Het sluit naadloos aan op de huidige tijdsgeest: juist omdat het theoretisch mogelijk is om oneindig op te schalen, maakt het bedrijven wendbaar. Eigenlijk hoeven bedrijven niet meer aan capaciteitsplanning te doen. Of in ieder geval veel minder.

Met name Amazon Web Services heeft de bekendheid van de ‘serverloze’ architectuur groot gemaakt. De ‘stack’ bestaat uit Lambda voor de compute service, de ‘API Gateway’, DynamoDB voor databases en S3 voor opslag. Deze basis is uit te breiden met AWS’ aanvullende diensten. Maar behalve Amazon beschikken ook Microsoft, Google en IBM inmiddels over een vergelijkbaar platform. De verwachting is dat anderen zullen volgen.

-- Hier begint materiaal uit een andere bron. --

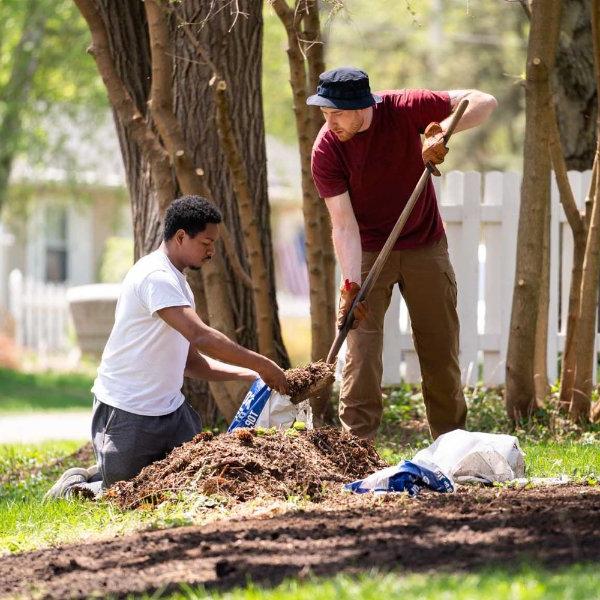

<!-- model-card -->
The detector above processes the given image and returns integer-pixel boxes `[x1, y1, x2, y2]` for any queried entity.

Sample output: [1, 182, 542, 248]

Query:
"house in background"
[0, 112, 310, 329]
[0, 112, 130, 312]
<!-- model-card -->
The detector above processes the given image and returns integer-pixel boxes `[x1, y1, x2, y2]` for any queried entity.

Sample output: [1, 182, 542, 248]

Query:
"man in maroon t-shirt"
[308, 67, 496, 440]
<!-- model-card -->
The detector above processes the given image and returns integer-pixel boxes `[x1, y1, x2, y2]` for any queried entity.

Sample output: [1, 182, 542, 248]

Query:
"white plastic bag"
[228, 378, 312, 431]
[411, 429, 525, 485]
[345, 429, 526, 496]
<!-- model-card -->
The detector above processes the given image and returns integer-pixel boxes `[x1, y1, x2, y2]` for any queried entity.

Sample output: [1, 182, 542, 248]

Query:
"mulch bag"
[344, 460, 453, 496]
[344, 429, 525, 496]
[412, 429, 525, 485]
[228, 378, 312, 432]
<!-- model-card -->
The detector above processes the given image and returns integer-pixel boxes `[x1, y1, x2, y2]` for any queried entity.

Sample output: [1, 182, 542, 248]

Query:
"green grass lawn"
[2, 383, 600, 597]
[149, 566, 600, 599]
[1, 437, 599, 556]
[0, 368, 94, 413]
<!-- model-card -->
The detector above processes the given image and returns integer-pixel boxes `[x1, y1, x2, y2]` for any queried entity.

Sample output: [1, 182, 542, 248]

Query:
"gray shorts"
[91, 397, 202, 488]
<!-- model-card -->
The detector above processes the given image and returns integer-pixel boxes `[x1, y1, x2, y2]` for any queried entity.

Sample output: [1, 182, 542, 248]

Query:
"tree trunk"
[94, 0, 163, 258]
[172, 0, 288, 365]
[0, 0, 47, 213]
[82, 0, 288, 425]
[571, 158, 600, 421]
[567, 0, 600, 422]
[533, 199, 550, 405]
[272, 0, 336, 423]
[559, 233, 586, 408]
[302, 0, 336, 422]
[555, 0, 597, 170]
[505, 0, 562, 420]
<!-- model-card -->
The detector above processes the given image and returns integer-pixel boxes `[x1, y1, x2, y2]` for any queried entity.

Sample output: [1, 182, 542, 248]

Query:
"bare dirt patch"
[2, 485, 599, 599]
[105, 428, 386, 509]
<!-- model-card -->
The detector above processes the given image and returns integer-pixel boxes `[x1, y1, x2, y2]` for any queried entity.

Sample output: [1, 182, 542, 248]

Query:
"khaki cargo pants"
[340, 235, 467, 440]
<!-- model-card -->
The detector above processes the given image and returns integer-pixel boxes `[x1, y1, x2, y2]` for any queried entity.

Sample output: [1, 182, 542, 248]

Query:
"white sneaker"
[43, 467, 89, 501]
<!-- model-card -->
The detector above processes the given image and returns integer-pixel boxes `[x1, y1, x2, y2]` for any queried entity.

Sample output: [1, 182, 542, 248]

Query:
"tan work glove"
[337, 279, 368, 329]
[422, 122, 448, 174]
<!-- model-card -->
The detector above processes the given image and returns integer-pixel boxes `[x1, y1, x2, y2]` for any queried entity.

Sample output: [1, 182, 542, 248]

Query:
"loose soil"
[105, 428, 386, 509]
[285, 361, 335, 397]
[2, 485, 599, 599]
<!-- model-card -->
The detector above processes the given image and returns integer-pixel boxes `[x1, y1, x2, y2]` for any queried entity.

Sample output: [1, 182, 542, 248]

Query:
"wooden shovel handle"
[325, 98, 469, 365]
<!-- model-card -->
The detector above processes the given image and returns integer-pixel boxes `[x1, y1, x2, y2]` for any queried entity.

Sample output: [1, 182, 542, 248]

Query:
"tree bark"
[548, 69, 590, 413]
[171, 0, 288, 367]
[571, 158, 600, 421]
[533, 199, 550, 405]
[555, 0, 597, 170]
[77, 0, 289, 424]
[505, 0, 562, 420]
[567, 0, 600, 422]
[301, 0, 336, 422]
[212, 79, 278, 359]
[272, 0, 336, 421]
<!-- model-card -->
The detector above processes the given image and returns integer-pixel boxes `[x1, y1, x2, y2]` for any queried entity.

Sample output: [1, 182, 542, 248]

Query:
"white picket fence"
[382, 169, 596, 387]
[8, 269, 72, 353]
[4, 170, 597, 385]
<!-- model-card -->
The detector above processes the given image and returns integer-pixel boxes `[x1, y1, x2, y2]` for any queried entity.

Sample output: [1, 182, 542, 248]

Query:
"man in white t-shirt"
[46, 195, 288, 499]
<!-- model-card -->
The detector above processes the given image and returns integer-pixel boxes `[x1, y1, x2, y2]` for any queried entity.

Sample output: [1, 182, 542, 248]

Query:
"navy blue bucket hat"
[306, 66, 382, 110]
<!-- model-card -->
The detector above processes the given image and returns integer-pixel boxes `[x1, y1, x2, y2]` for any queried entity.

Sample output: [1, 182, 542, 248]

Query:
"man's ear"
[175, 229, 186, 245]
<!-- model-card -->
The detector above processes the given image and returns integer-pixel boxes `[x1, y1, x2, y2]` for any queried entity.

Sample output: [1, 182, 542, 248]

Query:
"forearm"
[441, 90, 497, 134]
[185, 351, 257, 382]
[332, 224, 362, 283]
[191, 325, 265, 373]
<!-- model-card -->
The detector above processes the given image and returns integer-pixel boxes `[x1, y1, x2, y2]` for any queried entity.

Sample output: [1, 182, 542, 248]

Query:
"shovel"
[290, 98, 469, 405]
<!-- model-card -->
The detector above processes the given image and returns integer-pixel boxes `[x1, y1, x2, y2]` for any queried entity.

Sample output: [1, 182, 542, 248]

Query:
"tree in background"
[505, 0, 562, 420]
[75, 0, 289, 424]
[513, 0, 600, 422]
[0, 0, 105, 214]
[568, 0, 600, 422]
[555, 0, 597, 171]
[264, 0, 527, 171]
[270, 0, 336, 420]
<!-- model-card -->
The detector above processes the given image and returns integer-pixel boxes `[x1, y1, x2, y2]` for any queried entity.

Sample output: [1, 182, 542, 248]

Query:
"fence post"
[443, 171, 480, 385]
[382, 286, 401, 385]
[8, 269, 23, 347]
[499, 172, 520, 379]
[548, 173, 561, 384]
[482, 171, 504, 384]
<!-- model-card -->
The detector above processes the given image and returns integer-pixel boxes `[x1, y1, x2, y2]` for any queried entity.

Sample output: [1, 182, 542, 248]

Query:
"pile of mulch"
[285, 361, 335, 397]
[105, 427, 386, 510]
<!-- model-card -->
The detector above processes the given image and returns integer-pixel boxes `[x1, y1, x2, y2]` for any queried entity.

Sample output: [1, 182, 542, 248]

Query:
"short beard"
[337, 114, 364, 142]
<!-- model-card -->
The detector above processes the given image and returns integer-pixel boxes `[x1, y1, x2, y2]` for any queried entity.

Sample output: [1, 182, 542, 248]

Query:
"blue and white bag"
[228, 378, 312, 432]
[344, 459, 454, 496]
[344, 430, 525, 496]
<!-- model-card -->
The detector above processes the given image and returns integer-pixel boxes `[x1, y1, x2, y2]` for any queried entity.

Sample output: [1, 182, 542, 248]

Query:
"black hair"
[163, 195, 222, 241]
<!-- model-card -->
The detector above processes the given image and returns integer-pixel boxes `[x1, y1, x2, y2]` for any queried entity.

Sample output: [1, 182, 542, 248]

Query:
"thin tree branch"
[146, 0, 209, 197]
[548, 102, 585, 236]
[212, 77, 277, 356]
[74, 0, 175, 212]
[145, 0, 252, 290]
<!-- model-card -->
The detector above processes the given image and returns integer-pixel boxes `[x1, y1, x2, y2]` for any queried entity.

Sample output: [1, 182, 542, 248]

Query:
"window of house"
[45, 207, 68, 283]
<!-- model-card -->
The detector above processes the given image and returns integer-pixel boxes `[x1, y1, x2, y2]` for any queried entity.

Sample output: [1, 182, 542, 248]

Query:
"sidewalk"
[0, 411, 91, 443]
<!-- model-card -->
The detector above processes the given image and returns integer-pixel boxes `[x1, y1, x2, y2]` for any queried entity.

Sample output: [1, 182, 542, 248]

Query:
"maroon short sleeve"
[388, 89, 451, 134]
[311, 129, 348, 199]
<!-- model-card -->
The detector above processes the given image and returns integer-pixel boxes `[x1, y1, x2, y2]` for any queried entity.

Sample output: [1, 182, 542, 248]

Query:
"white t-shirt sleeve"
[137, 269, 192, 315]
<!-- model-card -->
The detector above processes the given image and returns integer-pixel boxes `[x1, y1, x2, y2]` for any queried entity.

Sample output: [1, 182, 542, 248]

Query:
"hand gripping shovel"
[290, 98, 469, 405]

Bedrijven gebruiken het onder meer voor mobiele backends, Internet of Things, big data of automatisering van processen. Zaken die hoe dan ook meer aandacht krijgen. Volgens IBM’s belangrijkste cloudbaas wordt deze ‘Infrastructure as a Service’ maar dan zonder verantwoordelijk over virtuele servers daarom een enorme groeimarkt. Tot 2021 zal die naar zijn verwachting zeven tot tien keer uitdijen. Een enquête van Sumo Logic onder eigen klanten die werken met ‘de grote drie’ laat de populariteit al zien. De omarming van Lambda nam bijvoorbeeld in een jaar tijd toe van twaalf naar 23 procent.

 

‘Zorgen zijn niet ineens verdwenen’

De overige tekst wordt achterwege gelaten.